Before the trip I had also finished Mark Matthew’s new book, A Great Day to Fight Fire, which drew on personal interviews conducted in 1999 with the survivors and the victims’ families. To learn about each of the men and then read of their deaths, how each died—and then to see where each man died—made the visit more difficult than I had anticipated. To stand where they fell is overwhelming, sobering, and mystifying. To see the distance and steep incline Bob Sallee and Walt Rumsey scrambled up to survive struck me dumb and humbled. To look upon where Wag Dodge set his escape fire and see just how close so many of the others were to him surprised me. To gaze at their names etched in stone twice—each site has two markers, with a second one having been placed there in 1997—is a stark reminder of what was lost that day. To see some of the markers in desperate need of repair saddened me.

Leonard Piper's cross lies in ruins. All that remains intact is the rebar that once held the cross.

Leonard Piper's cross lies in ruins. All that remains in place is the rebar that once held the cross. The Forest Service decided in the 1990s not to rebuild them and opted to place the granite columns there instead. Click any photo to enlarge it. (All photos are property of the author.)

While standing at the bottom of the deep gulch, looking up at the steep sides I had just hiked down with some difficulty, I tried to envision running full tilt up a nearly vertical wall of loose rocks and slick grass with a wild fire coming at me. I could think of only two things: “Those poor guys didn’t stand a chance” and “How the hell did Sallee and Rumsey make it out of here alive?”

The view from where Stanley Reba died, looking up toward where Sallee and Rumsey went through the rocks to safety.

The view from where Stanley Reba died, looking up toward where Sallee and Rumsey went through the rocks to safety.

Located in the Gates of the Mountains Wilderness area in the Helena National Forest, Mann Gulch is reachable only by boat from the Missouri River or by horseback. A tour boat will drop you at Meriwether Canyon, the same place from where Forest Service fire guard James Harrison started his hike to meet the smokejumpers sixty years ago. At the top, you’ll find this interpretive sign and can look across Mann Gulch.

The view from the ridge opposite of where the smokejumpers were killed. Click on the photo to read the interpretive sign showing the timeline of events at Mann Gulch.

Click on the photo to read the interpretive sign showing the timeline of events and their locations at Mann Gulch.
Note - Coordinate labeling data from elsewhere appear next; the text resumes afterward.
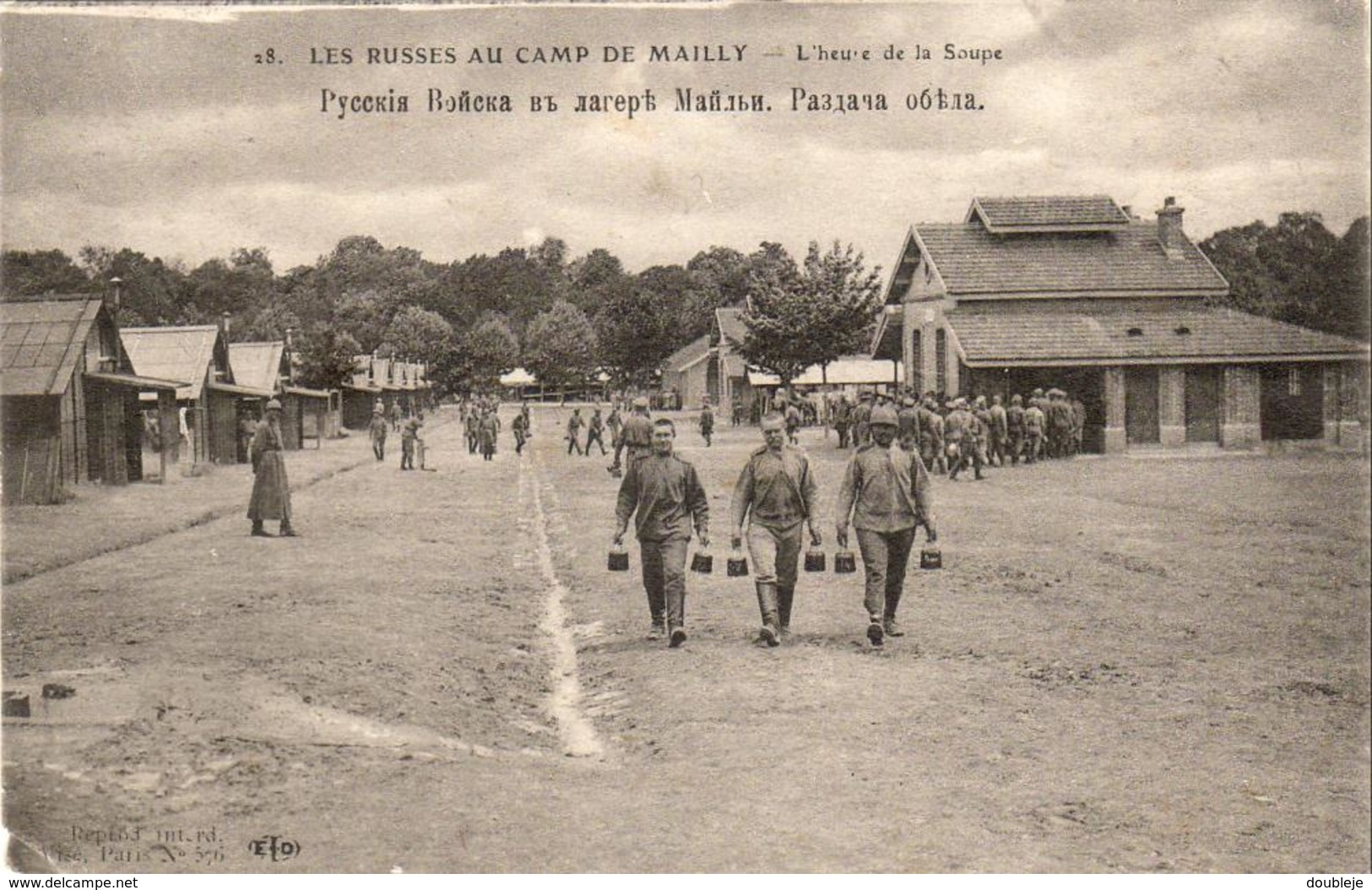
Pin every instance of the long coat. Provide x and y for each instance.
(270, 490)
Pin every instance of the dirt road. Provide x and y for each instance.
(1128, 665)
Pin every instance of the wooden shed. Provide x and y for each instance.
(70, 399)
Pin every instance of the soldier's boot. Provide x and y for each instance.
(888, 620)
(785, 597)
(767, 606)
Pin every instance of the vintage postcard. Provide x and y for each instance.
(1011, 514)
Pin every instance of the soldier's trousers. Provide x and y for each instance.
(774, 554)
(885, 556)
(664, 579)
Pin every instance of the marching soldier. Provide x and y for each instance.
(1033, 431)
(270, 488)
(637, 437)
(1016, 428)
(664, 494)
(594, 432)
(377, 432)
(574, 430)
(775, 494)
(885, 497)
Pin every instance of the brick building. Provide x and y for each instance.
(1080, 294)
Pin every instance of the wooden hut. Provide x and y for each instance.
(70, 399)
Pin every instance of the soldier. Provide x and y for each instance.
(998, 431)
(409, 434)
(474, 428)
(637, 437)
(574, 431)
(843, 419)
(908, 426)
(1016, 428)
(377, 431)
(667, 498)
(885, 496)
(862, 415)
(794, 421)
(614, 423)
(489, 431)
(596, 432)
(775, 494)
(1033, 431)
(270, 488)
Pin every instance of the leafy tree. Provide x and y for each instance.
(1297, 272)
(560, 346)
(417, 335)
(476, 360)
(811, 317)
(30, 273)
(327, 357)
(153, 292)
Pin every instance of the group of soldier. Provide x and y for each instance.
(884, 498)
(952, 435)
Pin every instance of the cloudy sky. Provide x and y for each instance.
(160, 132)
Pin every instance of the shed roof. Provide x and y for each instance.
(1053, 213)
(1128, 261)
(257, 365)
(40, 343)
(173, 354)
(1104, 334)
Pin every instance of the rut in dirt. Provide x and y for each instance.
(575, 731)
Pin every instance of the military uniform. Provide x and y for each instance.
(775, 496)
(270, 488)
(887, 496)
(665, 498)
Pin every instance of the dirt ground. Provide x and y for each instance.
(1126, 665)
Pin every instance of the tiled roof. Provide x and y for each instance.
(1060, 213)
(40, 342)
(1028, 334)
(257, 365)
(730, 323)
(173, 354)
(973, 261)
(689, 354)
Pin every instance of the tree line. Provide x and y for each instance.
(570, 318)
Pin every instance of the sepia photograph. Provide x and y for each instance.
(686, 437)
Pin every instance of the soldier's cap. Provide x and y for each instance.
(884, 415)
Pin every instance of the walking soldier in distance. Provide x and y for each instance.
(775, 496)
(885, 496)
(665, 498)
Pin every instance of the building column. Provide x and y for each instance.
(1117, 439)
(1172, 406)
(1240, 424)
(1342, 397)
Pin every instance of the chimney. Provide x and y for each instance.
(1169, 228)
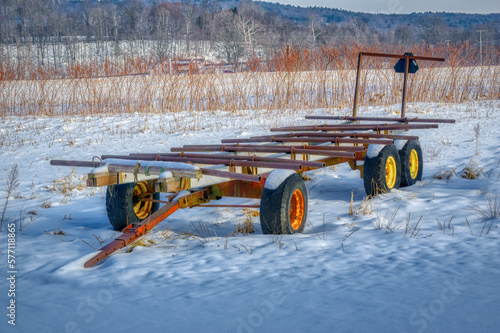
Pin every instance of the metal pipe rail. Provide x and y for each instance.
(373, 127)
(385, 119)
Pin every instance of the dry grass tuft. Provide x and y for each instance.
(71, 182)
(490, 211)
(364, 208)
(247, 227)
(472, 170)
(445, 174)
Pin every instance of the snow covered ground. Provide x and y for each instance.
(419, 259)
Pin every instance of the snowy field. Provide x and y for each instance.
(424, 258)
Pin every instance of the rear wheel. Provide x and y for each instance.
(382, 173)
(124, 204)
(412, 163)
(283, 210)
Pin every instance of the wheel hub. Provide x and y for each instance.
(413, 164)
(297, 209)
(390, 172)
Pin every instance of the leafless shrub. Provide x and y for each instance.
(10, 187)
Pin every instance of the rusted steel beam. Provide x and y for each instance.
(397, 56)
(356, 88)
(154, 171)
(354, 135)
(232, 175)
(113, 168)
(222, 155)
(271, 138)
(84, 164)
(374, 127)
(337, 140)
(401, 120)
(133, 232)
(269, 149)
(230, 206)
(233, 162)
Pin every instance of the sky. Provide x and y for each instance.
(403, 6)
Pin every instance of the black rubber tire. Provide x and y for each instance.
(404, 156)
(374, 171)
(119, 205)
(275, 207)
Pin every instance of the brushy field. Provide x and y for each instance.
(292, 79)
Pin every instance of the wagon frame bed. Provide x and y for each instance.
(192, 174)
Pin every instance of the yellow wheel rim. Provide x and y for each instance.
(142, 209)
(413, 164)
(391, 172)
(297, 209)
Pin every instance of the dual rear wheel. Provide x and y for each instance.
(392, 168)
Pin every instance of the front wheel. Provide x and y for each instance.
(283, 210)
(412, 163)
(124, 205)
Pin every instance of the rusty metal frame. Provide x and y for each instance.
(320, 146)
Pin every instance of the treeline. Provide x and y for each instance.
(61, 36)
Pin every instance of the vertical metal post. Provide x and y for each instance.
(407, 66)
(355, 106)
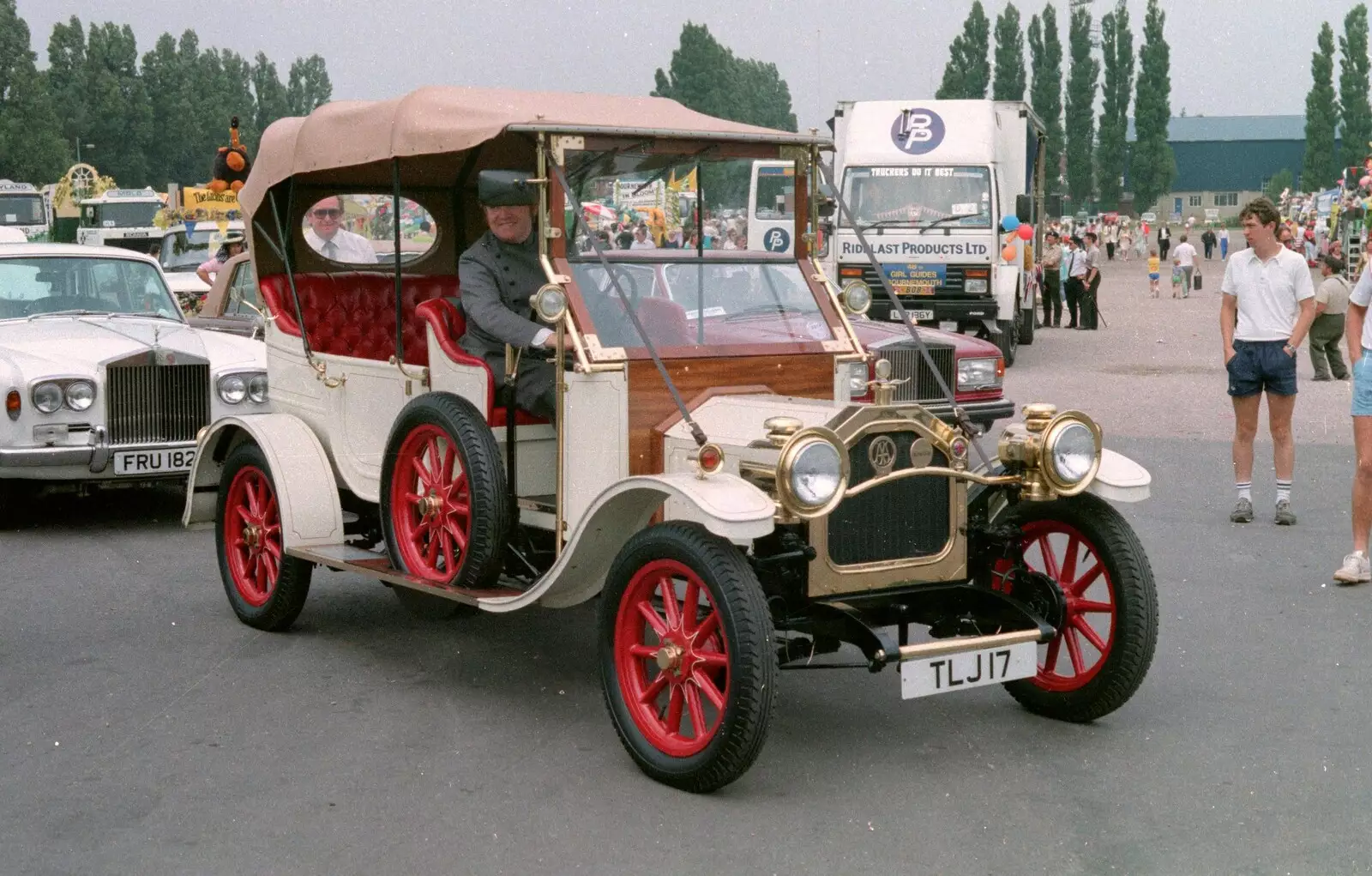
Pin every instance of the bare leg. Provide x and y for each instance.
(1283, 445)
(1363, 482)
(1245, 430)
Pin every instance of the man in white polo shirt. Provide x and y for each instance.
(1266, 312)
(1356, 569)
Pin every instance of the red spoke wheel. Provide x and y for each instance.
(265, 587)
(686, 659)
(1109, 631)
(443, 494)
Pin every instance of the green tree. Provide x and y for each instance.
(1081, 96)
(1117, 50)
(32, 148)
(308, 86)
(1152, 165)
(967, 72)
(1046, 91)
(1280, 182)
(1353, 86)
(1321, 117)
(1008, 82)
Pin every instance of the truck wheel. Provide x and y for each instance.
(1110, 628)
(443, 498)
(1008, 338)
(265, 587)
(686, 659)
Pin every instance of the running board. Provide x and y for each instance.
(346, 558)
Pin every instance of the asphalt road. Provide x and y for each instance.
(143, 729)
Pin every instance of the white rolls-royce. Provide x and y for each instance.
(103, 379)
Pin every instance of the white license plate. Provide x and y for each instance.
(971, 669)
(914, 315)
(153, 462)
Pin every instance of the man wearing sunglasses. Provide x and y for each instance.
(329, 239)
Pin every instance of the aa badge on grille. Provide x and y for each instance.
(882, 453)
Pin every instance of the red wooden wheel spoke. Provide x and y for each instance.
(670, 608)
(1074, 649)
(708, 626)
(652, 618)
(653, 690)
(713, 693)
(1080, 585)
(697, 711)
(674, 710)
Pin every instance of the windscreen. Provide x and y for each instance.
(919, 196)
(33, 286)
(22, 210)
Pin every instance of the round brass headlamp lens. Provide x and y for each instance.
(813, 473)
(1070, 455)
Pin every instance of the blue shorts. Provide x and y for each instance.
(1260, 366)
(1363, 384)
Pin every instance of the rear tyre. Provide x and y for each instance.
(686, 659)
(265, 587)
(1110, 628)
(445, 510)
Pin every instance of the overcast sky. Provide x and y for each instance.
(1228, 57)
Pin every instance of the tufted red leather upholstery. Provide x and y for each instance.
(353, 313)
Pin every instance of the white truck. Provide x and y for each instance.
(24, 209)
(121, 217)
(930, 183)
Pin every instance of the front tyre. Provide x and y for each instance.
(265, 587)
(686, 659)
(1110, 628)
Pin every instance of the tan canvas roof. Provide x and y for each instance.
(445, 120)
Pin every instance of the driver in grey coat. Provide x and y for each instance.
(497, 276)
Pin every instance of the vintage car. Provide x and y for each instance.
(731, 503)
(233, 304)
(105, 382)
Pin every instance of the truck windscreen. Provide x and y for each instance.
(916, 196)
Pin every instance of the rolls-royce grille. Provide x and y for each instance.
(157, 404)
(903, 519)
(909, 363)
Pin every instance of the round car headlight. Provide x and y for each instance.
(233, 389)
(855, 297)
(47, 397)
(257, 389)
(1072, 455)
(80, 395)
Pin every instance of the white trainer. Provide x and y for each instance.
(1355, 570)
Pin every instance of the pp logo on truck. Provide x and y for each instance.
(917, 132)
(777, 240)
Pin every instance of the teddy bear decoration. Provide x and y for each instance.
(231, 164)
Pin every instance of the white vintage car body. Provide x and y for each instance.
(155, 381)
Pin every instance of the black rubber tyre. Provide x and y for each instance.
(745, 635)
(1008, 338)
(1135, 597)
(274, 601)
(466, 441)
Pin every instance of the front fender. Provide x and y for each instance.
(305, 487)
(725, 504)
(1120, 480)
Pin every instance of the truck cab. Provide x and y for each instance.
(935, 185)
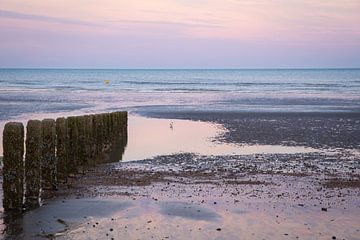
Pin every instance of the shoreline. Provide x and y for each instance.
(301, 195)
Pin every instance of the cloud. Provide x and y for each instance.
(168, 23)
(42, 18)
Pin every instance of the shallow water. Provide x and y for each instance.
(62, 90)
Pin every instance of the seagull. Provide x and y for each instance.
(171, 125)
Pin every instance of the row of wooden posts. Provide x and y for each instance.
(55, 150)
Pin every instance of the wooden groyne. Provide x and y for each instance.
(55, 150)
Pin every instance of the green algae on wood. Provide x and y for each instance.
(33, 158)
(61, 150)
(73, 132)
(13, 169)
(48, 166)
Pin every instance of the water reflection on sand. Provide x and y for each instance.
(150, 137)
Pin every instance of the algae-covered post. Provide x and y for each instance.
(33, 158)
(48, 166)
(13, 169)
(73, 133)
(89, 138)
(81, 143)
(61, 150)
(98, 134)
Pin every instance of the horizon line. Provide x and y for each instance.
(265, 68)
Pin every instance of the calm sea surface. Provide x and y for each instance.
(25, 91)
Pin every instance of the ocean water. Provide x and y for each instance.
(29, 91)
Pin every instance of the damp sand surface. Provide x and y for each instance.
(198, 195)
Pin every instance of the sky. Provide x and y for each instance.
(180, 33)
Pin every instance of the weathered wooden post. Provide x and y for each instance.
(13, 170)
(89, 136)
(81, 121)
(48, 166)
(33, 158)
(73, 132)
(61, 150)
(98, 134)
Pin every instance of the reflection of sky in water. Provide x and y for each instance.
(150, 137)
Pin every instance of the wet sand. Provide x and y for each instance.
(311, 195)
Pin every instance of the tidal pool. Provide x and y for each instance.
(150, 137)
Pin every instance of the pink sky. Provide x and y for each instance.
(179, 33)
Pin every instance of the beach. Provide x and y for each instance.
(232, 166)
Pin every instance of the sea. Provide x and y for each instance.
(29, 91)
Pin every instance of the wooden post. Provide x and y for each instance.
(48, 166)
(33, 159)
(13, 170)
(61, 150)
(73, 133)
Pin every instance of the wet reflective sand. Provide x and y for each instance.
(150, 137)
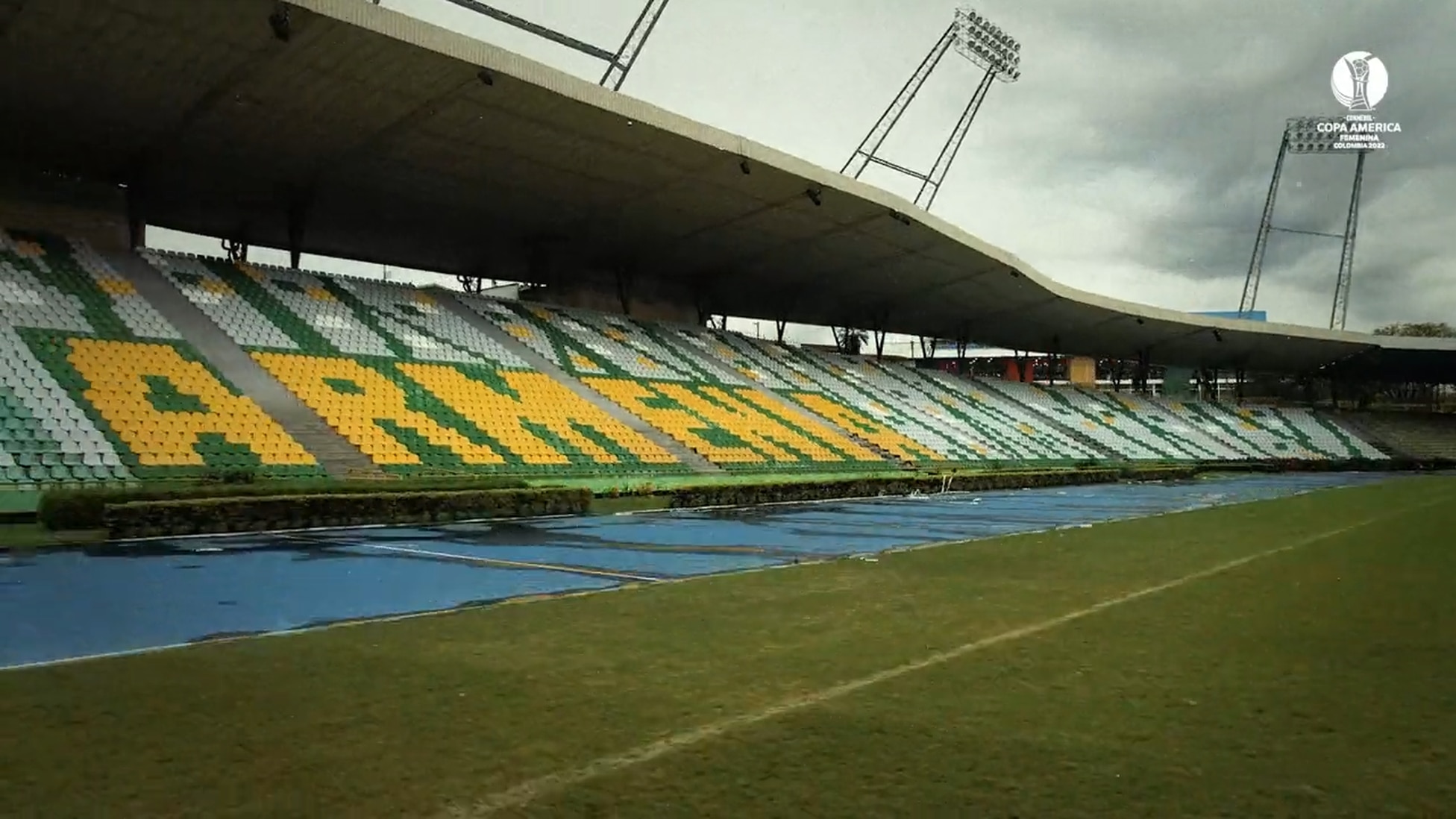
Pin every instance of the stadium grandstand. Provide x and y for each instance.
(128, 363)
(1078, 557)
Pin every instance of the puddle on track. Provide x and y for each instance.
(64, 605)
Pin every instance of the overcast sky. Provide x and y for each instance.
(1133, 157)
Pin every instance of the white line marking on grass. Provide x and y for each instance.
(532, 790)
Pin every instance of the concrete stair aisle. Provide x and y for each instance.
(542, 365)
(336, 455)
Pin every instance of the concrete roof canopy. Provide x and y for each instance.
(373, 136)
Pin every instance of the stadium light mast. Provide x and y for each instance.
(619, 63)
(1309, 136)
(985, 44)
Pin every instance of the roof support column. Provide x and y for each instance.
(625, 279)
(136, 219)
(298, 226)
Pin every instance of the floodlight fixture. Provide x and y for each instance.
(1314, 134)
(980, 41)
(986, 44)
(1321, 136)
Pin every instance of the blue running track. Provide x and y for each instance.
(127, 598)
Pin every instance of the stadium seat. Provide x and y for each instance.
(96, 386)
(412, 385)
(671, 386)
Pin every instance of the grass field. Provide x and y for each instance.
(1274, 659)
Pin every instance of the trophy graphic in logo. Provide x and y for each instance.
(1359, 81)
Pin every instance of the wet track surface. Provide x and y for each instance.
(56, 606)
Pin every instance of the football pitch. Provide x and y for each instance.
(1269, 659)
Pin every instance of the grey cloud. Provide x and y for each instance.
(1142, 134)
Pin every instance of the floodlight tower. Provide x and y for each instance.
(985, 44)
(1309, 136)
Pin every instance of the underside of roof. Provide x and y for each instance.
(373, 136)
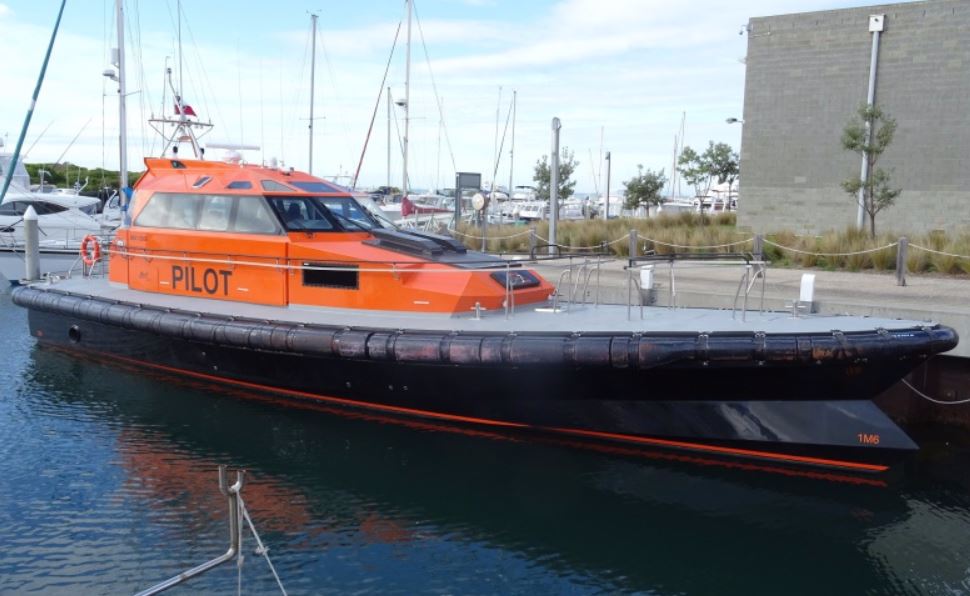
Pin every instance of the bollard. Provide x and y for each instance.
(31, 245)
(902, 250)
The hike along the ridge and around and down to the markers takes another hour or so. In all, it’s a six or seven mile hike roundtrip that took nearly six hours. A most difficult but rewarding six hours that will be with me for a long time to come.

As I looked back over the sight before heading down for the boat, I had one final thought: I hope the interpretive sign overlooking Mann Gulch is right—that those 13 men did not die in vain.

The Mann Gulch memorial, installed in 1999 and located at the mouth of Meriwether Canyon.

The Mann Gulch memorial, installed in 1999 and located at the mouth of Meriwether Canyon. You can see this before starting the hike up and over to Mann Gulch.